Salt is decidedly that one ingredient every cuisine in the word relies on to “elevate” a dish to a particular level or enhance its taste.
With increased focus on the preparation of food, it appears more cooks – both in the home and in the culinary industry – are paying close attention to this vital seasoning ingredient. From table salt and sea salt to the more intricate Himalayan salt, it appears this humble ingredient – which can often make or ruin a dish – is firmly in the spotlight.
Indonesia, with its vast coast line ironically imports much of its salt but in recent years, especially with the focus on local sourcing and production, salt from these shores are making waves in home -and restaurant- kitchens. Kaum Jakarta uses Amed sea salt. Farmers use split and aged coconut trunks in which to evaporate sea water, an all-natural method which adds to the purity of taste and avoids any trace of bitterness that usually occurs from using tarpaulin, Kaum Brand Director Lisa Virgiano tells us.

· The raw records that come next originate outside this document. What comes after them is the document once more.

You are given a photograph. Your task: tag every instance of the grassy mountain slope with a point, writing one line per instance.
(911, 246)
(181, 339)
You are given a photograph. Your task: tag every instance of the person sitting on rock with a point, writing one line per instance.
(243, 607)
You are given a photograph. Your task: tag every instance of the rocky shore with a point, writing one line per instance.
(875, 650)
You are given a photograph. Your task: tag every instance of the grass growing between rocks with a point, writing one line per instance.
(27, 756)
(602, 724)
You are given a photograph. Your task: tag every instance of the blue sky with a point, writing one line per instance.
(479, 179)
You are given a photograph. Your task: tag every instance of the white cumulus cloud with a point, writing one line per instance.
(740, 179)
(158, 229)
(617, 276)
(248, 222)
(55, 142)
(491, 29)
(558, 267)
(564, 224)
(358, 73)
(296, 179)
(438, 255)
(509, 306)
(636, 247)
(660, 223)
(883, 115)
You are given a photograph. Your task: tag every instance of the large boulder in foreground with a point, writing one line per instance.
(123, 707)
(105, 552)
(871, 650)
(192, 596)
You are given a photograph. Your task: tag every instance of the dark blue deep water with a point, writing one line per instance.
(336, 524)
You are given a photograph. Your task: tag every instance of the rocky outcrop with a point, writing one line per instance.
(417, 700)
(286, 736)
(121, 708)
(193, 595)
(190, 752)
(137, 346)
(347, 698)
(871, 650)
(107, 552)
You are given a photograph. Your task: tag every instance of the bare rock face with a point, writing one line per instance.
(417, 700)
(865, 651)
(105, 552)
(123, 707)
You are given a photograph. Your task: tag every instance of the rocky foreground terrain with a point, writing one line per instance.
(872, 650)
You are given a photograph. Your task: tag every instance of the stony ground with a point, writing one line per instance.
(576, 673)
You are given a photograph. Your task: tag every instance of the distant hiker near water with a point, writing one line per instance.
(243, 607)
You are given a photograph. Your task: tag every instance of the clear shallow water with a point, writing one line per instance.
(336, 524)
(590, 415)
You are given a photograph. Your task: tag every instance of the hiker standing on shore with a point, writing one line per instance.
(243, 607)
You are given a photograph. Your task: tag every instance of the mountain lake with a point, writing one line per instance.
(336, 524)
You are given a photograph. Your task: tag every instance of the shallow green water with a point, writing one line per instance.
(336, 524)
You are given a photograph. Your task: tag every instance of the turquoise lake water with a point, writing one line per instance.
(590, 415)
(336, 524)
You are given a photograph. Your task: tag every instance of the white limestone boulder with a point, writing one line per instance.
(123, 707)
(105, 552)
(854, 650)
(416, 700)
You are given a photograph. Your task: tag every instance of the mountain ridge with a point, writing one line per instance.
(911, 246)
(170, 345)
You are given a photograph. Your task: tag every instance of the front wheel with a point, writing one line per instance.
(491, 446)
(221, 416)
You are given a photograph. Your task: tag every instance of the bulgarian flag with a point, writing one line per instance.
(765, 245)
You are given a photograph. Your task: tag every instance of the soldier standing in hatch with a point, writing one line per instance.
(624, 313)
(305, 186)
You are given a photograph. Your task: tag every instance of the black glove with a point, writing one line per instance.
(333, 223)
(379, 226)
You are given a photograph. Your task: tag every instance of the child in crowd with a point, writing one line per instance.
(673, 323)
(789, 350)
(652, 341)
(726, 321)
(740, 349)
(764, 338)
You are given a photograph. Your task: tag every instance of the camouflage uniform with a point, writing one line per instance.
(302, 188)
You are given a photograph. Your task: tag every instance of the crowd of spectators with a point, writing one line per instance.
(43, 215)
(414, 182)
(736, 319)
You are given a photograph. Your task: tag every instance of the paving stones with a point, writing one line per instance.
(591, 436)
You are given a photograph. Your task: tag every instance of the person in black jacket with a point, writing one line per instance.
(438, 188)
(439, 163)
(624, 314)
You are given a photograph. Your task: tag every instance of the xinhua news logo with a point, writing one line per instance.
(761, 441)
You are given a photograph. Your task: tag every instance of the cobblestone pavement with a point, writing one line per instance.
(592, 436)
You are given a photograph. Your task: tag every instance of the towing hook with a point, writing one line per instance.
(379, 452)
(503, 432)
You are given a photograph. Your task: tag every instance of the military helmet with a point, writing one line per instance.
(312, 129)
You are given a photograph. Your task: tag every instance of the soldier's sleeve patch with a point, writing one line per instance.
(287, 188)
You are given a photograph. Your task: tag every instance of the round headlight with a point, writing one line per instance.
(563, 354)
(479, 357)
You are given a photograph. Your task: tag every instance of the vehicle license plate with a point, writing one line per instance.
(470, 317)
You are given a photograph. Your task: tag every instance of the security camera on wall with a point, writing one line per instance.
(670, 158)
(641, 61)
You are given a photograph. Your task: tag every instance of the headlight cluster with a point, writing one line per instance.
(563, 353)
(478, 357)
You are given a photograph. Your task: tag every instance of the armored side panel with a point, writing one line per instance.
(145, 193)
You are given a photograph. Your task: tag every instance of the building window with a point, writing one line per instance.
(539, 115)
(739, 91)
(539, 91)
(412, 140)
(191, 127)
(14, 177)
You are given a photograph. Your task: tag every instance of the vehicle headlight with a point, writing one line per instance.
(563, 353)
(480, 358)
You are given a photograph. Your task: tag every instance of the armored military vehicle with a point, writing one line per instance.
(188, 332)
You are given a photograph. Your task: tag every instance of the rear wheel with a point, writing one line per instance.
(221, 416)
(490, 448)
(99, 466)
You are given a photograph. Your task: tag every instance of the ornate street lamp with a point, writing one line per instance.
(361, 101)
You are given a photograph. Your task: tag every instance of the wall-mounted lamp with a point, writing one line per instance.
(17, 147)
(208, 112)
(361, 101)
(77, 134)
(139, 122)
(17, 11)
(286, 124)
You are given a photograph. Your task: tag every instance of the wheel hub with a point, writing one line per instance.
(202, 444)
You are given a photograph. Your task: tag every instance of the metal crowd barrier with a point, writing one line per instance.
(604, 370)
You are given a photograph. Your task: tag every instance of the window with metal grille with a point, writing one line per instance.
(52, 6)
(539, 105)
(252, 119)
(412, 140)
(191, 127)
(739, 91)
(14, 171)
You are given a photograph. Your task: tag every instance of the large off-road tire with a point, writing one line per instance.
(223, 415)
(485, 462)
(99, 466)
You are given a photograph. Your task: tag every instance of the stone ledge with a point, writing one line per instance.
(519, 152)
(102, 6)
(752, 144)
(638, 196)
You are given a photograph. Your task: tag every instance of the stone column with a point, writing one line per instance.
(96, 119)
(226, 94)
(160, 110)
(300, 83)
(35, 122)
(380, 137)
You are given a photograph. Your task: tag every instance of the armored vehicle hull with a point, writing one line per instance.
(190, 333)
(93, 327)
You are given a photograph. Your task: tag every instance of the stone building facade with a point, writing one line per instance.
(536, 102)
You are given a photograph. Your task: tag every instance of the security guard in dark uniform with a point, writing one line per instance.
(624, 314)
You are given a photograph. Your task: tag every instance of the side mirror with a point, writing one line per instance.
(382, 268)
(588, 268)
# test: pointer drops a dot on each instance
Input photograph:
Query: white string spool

Amed sea salt is similar in quality to French Guérande salt as both varieties have obtained the international certificate of Geographical Indication, an accreditation that reflects the quality, origin and natural processing treatment of a product.
It requires several purification processes starting from filtering the fresh sea water using a conical shape filter (similar method like manual brewed coffee using V-60 technique). The inner side of conical shape filter is covered by nearby sand soil which has been humidified by the same sea water.
The aged coconut trunk then filled by the filtered sea water and gets evaporated by the sun for several days. Salt crystals then starts to form at the bottom of the aged coconut trunk. Yes, it is only marketed in specific market in Indonesia.